Auch zu Hause im Badezimmer kann die Hydrotherapie angewandt werden

07.06.2013

Trend zu Kneipp-Kuren im eigenen Badezimmer. Mitunter erfahren naturheilkundliche Behandlungsmethoden Unterstützung aus unerwarteter Richtung. So hat die Vereinigung Deutsche Sanitärwirtschaft (VDS) in einer aktuellen Pressemitteilung auf die Möglichkeiten zur Anwendung von Wechselgüssen nach dem Vorbild der Kneipp-Kuren im eigenen Badezimmer hingewiesen.

Zwar verknüpft die Vereinigung Deutsche Sanitärwirtschaft ihre Empfehlungen zur Heimanwendung der Hydrotherapie mit entsprechenden Hinweisen auf spezielle Einrichtungen des Badezimmers, was die wirtschaftlichen Interessen der Hersteller verdeutlicht.

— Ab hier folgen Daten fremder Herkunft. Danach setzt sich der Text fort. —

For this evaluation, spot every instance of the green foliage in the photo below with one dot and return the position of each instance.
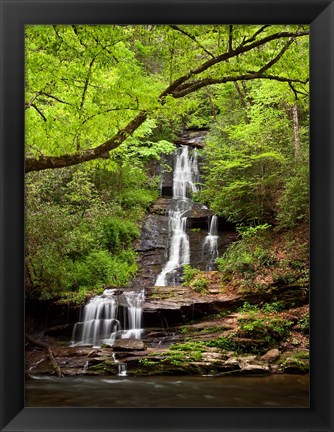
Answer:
(294, 201)
(304, 323)
(246, 307)
(245, 256)
(79, 234)
(225, 343)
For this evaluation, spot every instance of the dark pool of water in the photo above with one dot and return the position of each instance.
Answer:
(139, 392)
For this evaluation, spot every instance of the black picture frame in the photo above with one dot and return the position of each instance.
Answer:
(14, 15)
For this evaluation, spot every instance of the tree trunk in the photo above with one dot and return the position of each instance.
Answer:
(47, 347)
(296, 129)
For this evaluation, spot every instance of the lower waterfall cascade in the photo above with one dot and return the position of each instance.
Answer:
(101, 318)
(117, 313)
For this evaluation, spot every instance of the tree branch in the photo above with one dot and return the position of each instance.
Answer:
(175, 27)
(226, 56)
(47, 162)
(177, 89)
(209, 81)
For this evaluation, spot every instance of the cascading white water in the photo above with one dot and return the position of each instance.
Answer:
(100, 318)
(185, 176)
(210, 245)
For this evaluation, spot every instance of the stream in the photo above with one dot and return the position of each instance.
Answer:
(275, 391)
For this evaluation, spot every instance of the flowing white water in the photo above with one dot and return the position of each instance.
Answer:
(210, 245)
(100, 318)
(185, 176)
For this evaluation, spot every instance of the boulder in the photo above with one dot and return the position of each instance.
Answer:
(130, 344)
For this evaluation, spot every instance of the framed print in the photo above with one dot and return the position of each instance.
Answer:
(166, 215)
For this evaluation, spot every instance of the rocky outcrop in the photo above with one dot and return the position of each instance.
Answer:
(130, 344)
(193, 138)
(174, 305)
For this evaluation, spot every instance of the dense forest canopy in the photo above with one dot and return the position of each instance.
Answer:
(103, 101)
(88, 88)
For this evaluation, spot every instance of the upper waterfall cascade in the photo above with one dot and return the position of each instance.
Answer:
(185, 182)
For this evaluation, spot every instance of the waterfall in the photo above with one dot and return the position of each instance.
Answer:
(100, 318)
(210, 245)
(185, 176)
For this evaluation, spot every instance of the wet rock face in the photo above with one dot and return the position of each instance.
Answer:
(130, 344)
(155, 238)
(193, 138)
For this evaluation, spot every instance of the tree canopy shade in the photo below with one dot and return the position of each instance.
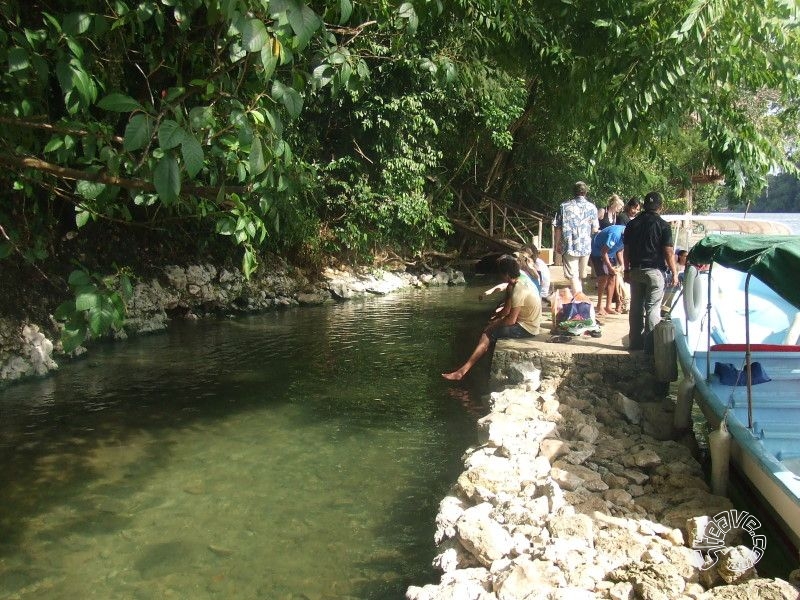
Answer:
(348, 125)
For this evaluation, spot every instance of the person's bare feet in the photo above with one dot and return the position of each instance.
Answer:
(454, 376)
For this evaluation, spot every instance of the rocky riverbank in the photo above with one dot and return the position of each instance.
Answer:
(578, 491)
(198, 291)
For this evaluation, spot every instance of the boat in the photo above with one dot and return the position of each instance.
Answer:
(737, 335)
(688, 229)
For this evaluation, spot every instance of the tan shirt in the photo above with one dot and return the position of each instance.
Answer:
(525, 297)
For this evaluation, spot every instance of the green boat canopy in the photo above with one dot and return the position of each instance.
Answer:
(774, 259)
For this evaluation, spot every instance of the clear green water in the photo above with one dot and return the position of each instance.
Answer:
(297, 454)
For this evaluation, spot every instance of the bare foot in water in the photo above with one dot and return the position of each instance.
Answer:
(454, 376)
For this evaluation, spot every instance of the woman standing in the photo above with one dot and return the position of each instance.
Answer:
(613, 208)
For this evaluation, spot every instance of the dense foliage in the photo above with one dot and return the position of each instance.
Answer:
(347, 126)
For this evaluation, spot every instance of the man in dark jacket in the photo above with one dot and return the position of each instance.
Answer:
(648, 254)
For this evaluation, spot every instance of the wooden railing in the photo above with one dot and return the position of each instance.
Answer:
(505, 225)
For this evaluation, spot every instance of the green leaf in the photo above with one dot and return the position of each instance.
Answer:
(226, 225)
(17, 59)
(304, 22)
(101, 318)
(138, 132)
(79, 278)
(89, 189)
(117, 102)
(406, 10)
(192, 153)
(269, 61)
(257, 163)
(77, 23)
(167, 179)
(345, 10)
(201, 117)
(65, 310)
(170, 134)
(54, 144)
(87, 300)
(289, 96)
(254, 35)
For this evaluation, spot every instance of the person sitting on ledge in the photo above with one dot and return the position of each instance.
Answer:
(519, 318)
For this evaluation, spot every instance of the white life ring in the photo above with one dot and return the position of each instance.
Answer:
(692, 294)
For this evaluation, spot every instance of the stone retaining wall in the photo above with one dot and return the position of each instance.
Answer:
(196, 291)
(576, 491)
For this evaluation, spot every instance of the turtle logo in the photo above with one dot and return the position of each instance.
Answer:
(713, 540)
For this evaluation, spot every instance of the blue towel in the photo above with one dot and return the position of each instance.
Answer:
(730, 375)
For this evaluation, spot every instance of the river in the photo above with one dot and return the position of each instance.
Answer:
(791, 220)
(299, 454)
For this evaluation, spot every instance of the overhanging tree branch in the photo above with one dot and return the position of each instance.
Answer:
(29, 162)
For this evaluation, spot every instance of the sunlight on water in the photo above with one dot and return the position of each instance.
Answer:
(299, 454)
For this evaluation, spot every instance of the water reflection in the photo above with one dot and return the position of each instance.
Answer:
(296, 454)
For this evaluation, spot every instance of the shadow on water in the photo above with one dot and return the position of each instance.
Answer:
(197, 458)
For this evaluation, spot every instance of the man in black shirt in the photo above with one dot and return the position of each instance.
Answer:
(648, 254)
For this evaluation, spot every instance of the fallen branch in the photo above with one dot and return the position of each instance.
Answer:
(29, 162)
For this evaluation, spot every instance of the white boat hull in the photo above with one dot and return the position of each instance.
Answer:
(765, 439)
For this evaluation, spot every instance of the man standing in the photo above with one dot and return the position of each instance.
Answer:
(519, 318)
(647, 255)
(575, 222)
(607, 257)
(630, 212)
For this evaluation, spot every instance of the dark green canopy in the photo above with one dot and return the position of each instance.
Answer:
(774, 259)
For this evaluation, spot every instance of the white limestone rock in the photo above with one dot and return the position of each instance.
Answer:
(482, 536)
(528, 579)
(627, 408)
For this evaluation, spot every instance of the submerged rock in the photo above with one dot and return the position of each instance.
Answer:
(570, 495)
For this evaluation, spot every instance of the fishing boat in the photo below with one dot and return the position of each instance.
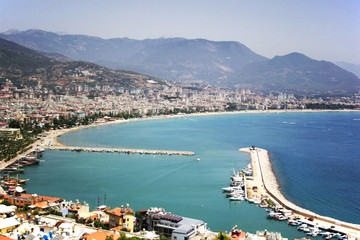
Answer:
(236, 179)
(230, 189)
(237, 198)
(257, 201)
(235, 192)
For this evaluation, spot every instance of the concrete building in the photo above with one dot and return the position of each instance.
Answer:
(10, 133)
(123, 217)
(172, 226)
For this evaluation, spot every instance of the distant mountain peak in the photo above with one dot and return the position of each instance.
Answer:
(11, 31)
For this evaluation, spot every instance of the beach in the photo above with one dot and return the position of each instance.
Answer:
(266, 179)
(271, 182)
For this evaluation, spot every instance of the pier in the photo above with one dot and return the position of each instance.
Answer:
(261, 164)
(121, 150)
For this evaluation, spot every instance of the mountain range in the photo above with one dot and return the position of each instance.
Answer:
(223, 64)
(26, 66)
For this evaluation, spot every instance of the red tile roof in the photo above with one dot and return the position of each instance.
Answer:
(121, 211)
(101, 236)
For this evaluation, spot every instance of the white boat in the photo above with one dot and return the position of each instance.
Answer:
(235, 192)
(302, 226)
(237, 198)
(273, 214)
(236, 179)
(230, 189)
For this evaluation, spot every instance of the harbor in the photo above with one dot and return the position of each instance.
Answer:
(264, 185)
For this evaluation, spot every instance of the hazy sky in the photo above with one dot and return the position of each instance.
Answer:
(321, 29)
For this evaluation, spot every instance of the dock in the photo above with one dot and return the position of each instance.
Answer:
(121, 150)
(267, 181)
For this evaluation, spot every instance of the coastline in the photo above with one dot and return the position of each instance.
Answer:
(57, 133)
(261, 164)
(53, 135)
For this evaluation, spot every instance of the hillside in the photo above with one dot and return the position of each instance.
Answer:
(296, 72)
(221, 64)
(26, 66)
(354, 68)
(177, 59)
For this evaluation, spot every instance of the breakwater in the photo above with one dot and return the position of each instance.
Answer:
(122, 150)
(261, 163)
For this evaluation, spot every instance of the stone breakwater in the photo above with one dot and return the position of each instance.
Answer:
(121, 150)
(261, 164)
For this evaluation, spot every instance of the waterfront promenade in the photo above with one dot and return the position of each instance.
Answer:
(121, 150)
(261, 164)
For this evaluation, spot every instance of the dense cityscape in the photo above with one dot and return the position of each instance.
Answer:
(179, 120)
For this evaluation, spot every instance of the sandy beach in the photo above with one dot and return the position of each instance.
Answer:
(263, 177)
(266, 179)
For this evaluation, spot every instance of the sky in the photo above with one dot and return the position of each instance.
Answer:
(321, 29)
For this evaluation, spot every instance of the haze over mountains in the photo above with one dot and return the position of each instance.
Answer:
(26, 66)
(222, 64)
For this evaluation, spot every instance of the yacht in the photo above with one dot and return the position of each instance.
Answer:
(237, 198)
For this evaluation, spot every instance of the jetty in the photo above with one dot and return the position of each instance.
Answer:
(121, 150)
(269, 186)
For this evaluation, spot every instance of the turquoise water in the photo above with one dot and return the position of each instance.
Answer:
(315, 157)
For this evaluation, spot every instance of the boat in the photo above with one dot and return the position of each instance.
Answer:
(236, 179)
(235, 192)
(302, 226)
(230, 189)
(280, 217)
(294, 222)
(273, 214)
(237, 198)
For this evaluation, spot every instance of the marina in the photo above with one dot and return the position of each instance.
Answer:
(268, 188)
(75, 166)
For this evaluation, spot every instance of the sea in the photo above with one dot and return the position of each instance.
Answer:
(315, 157)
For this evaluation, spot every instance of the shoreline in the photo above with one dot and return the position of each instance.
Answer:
(263, 172)
(65, 131)
(52, 137)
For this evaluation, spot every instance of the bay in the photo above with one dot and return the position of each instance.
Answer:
(315, 157)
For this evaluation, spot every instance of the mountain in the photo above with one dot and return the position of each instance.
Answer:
(354, 68)
(222, 64)
(296, 72)
(25, 66)
(178, 59)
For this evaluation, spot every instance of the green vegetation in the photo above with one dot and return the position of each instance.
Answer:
(329, 106)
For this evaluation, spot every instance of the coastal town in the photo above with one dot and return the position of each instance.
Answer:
(48, 115)
(38, 104)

Doch sollte dies die Aussagen in Bezug auf die positiven gesundheitlichen Effekte der Hydrotherapie nicht schmälern. Ob für die Verfahren spezielle Armaturen benötigt oder diese mit entsprechenden Hilfsmitteln im herkömmlichen Badezimmer durchgeführt werden, bleibt dabei den Anwendern überlassen.

Positive Wirkung der Hydrotherapie
Der Hydrotherapie werden zahlreiche positive gesundheitliche Effekte zugeschrieben, wobei die Behandlungsmethode sich vor allem die temperaturbedingten aber auch auf die mechanischen Reize des Wassers zu Nutze macht. So sollen beispielsweise sogenannte Wechselgüsse aus kaltem und warmem Wasser eine Wirkung auf das Herzkreislaufsystem entfalten. Auch wird in der Naturheilkunde davon ausgegangen, dass die äußeren Temperaturreize des Wassers einen Effekt auf die innere Organe haben. Neben den klassischen Kneipp-Kuren sind zum Beispiel medizinische Bäder, Sitzbäder, Fußbäder und Dampfanwendungen als Formen der Hydrotherapie zu nennen.

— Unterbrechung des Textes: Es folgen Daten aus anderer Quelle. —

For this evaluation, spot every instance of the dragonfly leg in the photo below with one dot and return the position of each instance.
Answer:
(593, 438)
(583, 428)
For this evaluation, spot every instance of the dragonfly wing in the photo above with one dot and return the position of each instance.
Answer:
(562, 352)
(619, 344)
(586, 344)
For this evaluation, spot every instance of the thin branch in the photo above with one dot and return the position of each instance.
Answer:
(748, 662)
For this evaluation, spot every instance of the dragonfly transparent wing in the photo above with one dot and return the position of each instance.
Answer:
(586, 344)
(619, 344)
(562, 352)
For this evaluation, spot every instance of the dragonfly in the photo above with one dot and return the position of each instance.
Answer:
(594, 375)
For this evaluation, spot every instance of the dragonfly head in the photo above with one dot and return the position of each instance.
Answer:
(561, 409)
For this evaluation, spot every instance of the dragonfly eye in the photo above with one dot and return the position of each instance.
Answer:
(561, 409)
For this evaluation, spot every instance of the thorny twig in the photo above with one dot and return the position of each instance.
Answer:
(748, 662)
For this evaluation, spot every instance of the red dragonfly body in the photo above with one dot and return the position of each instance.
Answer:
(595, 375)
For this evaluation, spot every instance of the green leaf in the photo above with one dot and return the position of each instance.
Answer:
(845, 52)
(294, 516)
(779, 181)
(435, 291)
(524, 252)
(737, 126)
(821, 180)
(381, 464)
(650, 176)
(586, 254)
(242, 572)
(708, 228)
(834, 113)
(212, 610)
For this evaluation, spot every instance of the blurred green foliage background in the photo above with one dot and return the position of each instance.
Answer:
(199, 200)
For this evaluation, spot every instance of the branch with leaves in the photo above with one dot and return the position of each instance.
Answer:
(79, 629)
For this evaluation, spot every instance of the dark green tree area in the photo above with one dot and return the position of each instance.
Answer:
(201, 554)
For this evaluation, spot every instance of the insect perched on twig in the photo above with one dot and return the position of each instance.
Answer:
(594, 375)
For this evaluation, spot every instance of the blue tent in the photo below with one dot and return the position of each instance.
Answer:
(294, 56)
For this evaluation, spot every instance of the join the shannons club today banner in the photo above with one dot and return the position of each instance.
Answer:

Gießrohre für Wechselgüsse
Laut Mitteilung des VDS kann eine spezielle Einrichtung des Badezimmers die Anwendung der verschiedenen Hydrotherapie-Formen deutlich erleichtern. Hierfür sei „bei der Planung eines neuen Bades auf die Einteilung in verschiedene Zonen achten“, wobei auch die Vorrichtungen für Wasseranwendungen Berücksichtigung finden sollten. Speziell für die Anwendung von Wechselgüssen könnten sogenannte Kneippschläuche oder neuartige Gießrohre installiert werden. Auch empfiehlt der VDS die Dusche möglichst bodengleich einzubauen und eine Sitzgelegenheit vorzusehen, um die Anwendung von Knie- oder Schenkelgüssen zu erleichtern. Des weiteren sei ein Fußbecken – idealerweise in Kombination mit einer Sitzbank – gut für die Heimanwendung der Hydrotherapie geeignet.

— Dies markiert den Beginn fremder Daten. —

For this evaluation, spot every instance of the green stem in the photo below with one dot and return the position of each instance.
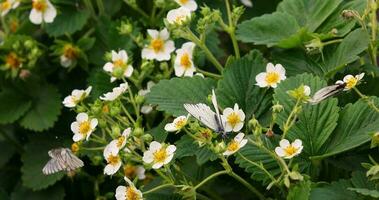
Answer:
(158, 188)
(208, 53)
(210, 178)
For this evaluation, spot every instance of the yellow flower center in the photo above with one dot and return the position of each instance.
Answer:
(185, 61)
(131, 194)
(157, 45)
(272, 78)
(118, 63)
(84, 127)
(180, 123)
(160, 155)
(113, 160)
(130, 171)
(290, 150)
(69, 51)
(74, 147)
(6, 5)
(120, 141)
(233, 119)
(183, 1)
(351, 82)
(40, 5)
(12, 60)
(233, 146)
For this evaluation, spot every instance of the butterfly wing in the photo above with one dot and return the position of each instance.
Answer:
(326, 92)
(204, 114)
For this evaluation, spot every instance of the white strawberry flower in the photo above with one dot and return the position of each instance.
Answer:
(191, 5)
(351, 81)
(183, 62)
(160, 47)
(76, 97)
(158, 154)
(178, 16)
(272, 76)
(116, 92)
(288, 150)
(119, 62)
(83, 127)
(236, 144)
(128, 193)
(113, 159)
(177, 124)
(146, 109)
(120, 142)
(8, 5)
(42, 11)
(234, 118)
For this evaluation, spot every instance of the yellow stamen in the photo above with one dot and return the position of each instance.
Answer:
(157, 45)
(160, 156)
(131, 194)
(185, 61)
(233, 119)
(233, 146)
(84, 127)
(40, 5)
(113, 160)
(272, 78)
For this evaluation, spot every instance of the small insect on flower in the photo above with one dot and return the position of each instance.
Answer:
(113, 159)
(42, 11)
(327, 92)
(128, 193)
(160, 47)
(183, 61)
(177, 124)
(351, 81)
(158, 154)
(191, 5)
(287, 150)
(236, 144)
(83, 127)
(234, 118)
(119, 66)
(116, 92)
(62, 159)
(178, 16)
(205, 115)
(76, 97)
(272, 76)
(7, 5)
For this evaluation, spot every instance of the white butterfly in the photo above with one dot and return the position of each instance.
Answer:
(326, 92)
(205, 115)
(62, 159)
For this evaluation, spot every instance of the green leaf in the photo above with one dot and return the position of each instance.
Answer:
(46, 107)
(34, 159)
(302, 191)
(170, 95)
(238, 85)
(337, 22)
(13, 105)
(355, 124)
(53, 193)
(263, 160)
(297, 62)
(352, 45)
(309, 14)
(68, 21)
(186, 146)
(268, 29)
(315, 123)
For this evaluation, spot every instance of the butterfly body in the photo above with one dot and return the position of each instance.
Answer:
(62, 159)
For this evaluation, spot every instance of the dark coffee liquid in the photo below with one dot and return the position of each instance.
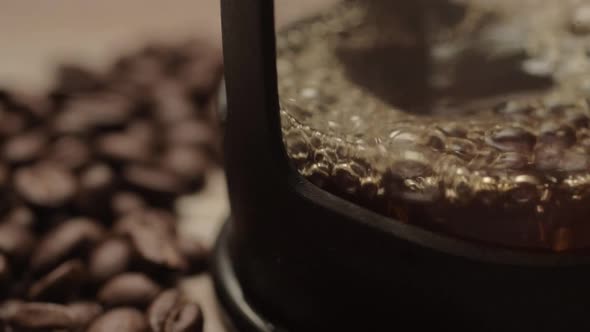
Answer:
(465, 117)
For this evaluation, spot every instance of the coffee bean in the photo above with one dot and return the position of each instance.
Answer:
(553, 133)
(120, 320)
(129, 289)
(462, 148)
(45, 185)
(40, 316)
(59, 284)
(186, 318)
(20, 215)
(8, 308)
(16, 242)
(511, 139)
(95, 189)
(74, 236)
(577, 119)
(5, 272)
(32, 107)
(510, 161)
(70, 152)
(453, 130)
(123, 147)
(71, 121)
(159, 186)
(84, 313)
(127, 202)
(193, 132)
(195, 253)
(142, 130)
(24, 148)
(161, 220)
(547, 157)
(11, 123)
(171, 103)
(162, 307)
(109, 259)
(186, 161)
(153, 240)
(514, 108)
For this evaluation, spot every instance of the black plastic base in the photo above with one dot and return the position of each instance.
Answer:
(239, 314)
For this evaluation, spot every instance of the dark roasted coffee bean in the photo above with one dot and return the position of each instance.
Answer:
(462, 148)
(83, 313)
(74, 236)
(514, 108)
(195, 253)
(158, 186)
(129, 289)
(143, 130)
(16, 242)
(574, 162)
(123, 147)
(45, 185)
(577, 120)
(40, 316)
(5, 272)
(20, 215)
(203, 74)
(453, 130)
(510, 161)
(59, 284)
(512, 139)
(9, 308)
(153, 240)
(548, 157)
(70, 152)
(11, 123)
(71, 121)
(102, 110)
(120, 320)
(553, 133)
(109, 259)
(24, 148)
(127, 202)
(161, 220)
(186, 318)
(193, 132)
(162, 307)
(187, 161)
(97, 183)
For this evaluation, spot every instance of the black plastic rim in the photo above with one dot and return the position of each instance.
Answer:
(239, 314)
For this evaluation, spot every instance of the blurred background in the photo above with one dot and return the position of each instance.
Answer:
(37, 36)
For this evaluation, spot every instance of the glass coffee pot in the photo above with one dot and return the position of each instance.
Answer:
(407, 162)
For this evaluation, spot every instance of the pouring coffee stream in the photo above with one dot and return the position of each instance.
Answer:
(468, 118)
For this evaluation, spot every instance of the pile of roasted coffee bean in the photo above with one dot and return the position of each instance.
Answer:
(89, 173)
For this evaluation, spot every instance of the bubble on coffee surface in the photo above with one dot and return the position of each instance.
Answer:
(490, 142)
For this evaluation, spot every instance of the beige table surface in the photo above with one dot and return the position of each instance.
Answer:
(37, 34)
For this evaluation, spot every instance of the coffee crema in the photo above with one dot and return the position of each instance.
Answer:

Rutschfeste Oberflächen für sicheren Stand bei der Hydrotherapie
Um einen sicheren Stand zu gewährleisten seien Haltegriffe und rutschfeste Oberflächen vorzusehen. Auch rät der VDS zur Anschaffung eines Holzrostes, das „laut Sebastian Kneipp, dem Wegbereiter der medizinischen Wasseranwendungen, die Füße während der Hydrotherapie nicht im ablaufenden Wasser stehen“ sollten. Inwieweit Anwenderinnen und Anwender den Einrichtungsempfehlungen des VDS folgen ist jedoch auch eine Frage des Geldes, denn die Kosten eines entsprechend gestalteten Badezimmers dürften deutlich über denen eines herkömmlichen Badezimmers liegen. (fp)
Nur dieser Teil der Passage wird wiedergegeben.